Iblis tahu betul teori tujuh maksiat. Umurku belum cukup dewasa untuk mempelajari semua, namun akhirnya satu di antaranya muncul sendiri dalam hatiku.

Apakah ini kecemburuan?

Ataukah ini nafsu?

Pikiran lain untuk mencelakai anak kecil itu muncul.

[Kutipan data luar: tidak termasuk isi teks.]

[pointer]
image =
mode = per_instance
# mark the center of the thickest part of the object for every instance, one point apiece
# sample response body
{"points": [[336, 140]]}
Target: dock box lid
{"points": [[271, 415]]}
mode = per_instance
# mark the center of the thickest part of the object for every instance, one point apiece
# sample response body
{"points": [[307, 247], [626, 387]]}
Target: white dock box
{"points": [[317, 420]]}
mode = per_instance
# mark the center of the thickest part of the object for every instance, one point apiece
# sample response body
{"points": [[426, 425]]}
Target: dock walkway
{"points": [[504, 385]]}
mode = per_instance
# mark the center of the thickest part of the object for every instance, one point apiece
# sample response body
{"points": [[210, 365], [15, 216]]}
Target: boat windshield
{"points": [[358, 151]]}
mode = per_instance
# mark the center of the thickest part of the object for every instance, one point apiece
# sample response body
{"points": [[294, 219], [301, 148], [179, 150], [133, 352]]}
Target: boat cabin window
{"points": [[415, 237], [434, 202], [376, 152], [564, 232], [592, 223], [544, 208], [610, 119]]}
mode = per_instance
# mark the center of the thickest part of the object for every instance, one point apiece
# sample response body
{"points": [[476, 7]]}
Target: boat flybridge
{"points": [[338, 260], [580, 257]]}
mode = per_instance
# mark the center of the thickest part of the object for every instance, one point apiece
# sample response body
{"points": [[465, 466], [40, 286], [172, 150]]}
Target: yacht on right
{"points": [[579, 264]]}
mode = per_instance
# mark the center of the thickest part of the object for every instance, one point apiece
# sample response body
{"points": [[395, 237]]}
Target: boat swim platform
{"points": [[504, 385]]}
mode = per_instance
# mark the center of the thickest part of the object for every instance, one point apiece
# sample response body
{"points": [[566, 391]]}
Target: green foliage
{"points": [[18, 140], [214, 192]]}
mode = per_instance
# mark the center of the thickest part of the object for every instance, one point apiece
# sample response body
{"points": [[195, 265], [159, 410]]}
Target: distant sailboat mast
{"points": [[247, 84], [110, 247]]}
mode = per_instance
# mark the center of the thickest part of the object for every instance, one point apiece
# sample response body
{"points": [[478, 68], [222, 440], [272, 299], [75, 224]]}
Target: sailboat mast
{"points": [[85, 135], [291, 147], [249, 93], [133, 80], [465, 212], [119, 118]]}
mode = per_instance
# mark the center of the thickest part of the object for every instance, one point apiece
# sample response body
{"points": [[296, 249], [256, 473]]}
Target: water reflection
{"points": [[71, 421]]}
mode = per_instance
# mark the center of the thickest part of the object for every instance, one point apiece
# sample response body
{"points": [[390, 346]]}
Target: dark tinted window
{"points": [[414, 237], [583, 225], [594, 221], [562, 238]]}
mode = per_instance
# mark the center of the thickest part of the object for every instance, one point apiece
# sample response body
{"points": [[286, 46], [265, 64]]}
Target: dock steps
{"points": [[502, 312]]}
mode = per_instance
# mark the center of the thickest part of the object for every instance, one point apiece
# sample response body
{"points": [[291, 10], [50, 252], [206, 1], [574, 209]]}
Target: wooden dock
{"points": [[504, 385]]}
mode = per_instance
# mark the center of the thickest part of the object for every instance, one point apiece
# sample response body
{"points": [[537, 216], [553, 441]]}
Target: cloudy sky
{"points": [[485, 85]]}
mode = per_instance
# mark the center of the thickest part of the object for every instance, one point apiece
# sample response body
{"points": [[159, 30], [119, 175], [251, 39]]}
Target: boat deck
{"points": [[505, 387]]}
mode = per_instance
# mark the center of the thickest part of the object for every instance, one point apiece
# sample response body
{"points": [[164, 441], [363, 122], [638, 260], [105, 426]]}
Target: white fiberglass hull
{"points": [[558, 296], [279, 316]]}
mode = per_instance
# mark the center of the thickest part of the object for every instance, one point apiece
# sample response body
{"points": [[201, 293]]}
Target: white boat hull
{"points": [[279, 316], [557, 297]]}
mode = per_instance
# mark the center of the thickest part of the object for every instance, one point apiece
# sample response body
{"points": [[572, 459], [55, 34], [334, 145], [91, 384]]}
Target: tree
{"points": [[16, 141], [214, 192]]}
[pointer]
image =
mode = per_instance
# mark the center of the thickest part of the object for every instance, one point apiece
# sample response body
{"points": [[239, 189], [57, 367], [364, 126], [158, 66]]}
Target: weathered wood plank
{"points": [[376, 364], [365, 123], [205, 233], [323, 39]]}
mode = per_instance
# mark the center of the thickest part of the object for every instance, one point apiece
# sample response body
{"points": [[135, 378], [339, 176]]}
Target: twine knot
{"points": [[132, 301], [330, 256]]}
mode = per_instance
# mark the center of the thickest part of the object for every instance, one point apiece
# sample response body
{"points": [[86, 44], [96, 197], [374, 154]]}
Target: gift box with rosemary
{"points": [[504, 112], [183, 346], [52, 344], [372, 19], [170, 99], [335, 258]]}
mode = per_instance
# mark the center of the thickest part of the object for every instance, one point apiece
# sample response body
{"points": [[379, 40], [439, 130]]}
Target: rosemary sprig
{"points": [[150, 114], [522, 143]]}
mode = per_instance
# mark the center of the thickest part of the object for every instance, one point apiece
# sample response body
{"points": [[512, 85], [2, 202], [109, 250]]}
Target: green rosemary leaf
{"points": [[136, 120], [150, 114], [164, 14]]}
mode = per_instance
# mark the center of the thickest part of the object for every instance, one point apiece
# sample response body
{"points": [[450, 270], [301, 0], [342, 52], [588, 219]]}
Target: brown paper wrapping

Apapun akan kulakukan untuk menyingkirkannya. Hanya satu manusia kecil saja bukan masalah untukku. Dari jarak sejauh ini pun aku bisa membisikkan godaanku padanya, namun beberapa iblis bernyali besar jelas akan menganggapnya kurang seru. Itulah mengapa mereka sering mendatangi si manusia secara terang-terangan, sehingga efek dari godaan mereka akan makin dahsyat. Dan nyaliku juga tak sekecil itu.

Aku tengah menyeringai dan tertawa kecil sendiri memikirkan kemungkinan tersebut, namun insting iblisku mendadak berdenging nyaring. Segera kulenyapkan semua pikiran tadi dan mengawasi sekitar. Instingku mengatakan, ada sesuatu menghampiri kami.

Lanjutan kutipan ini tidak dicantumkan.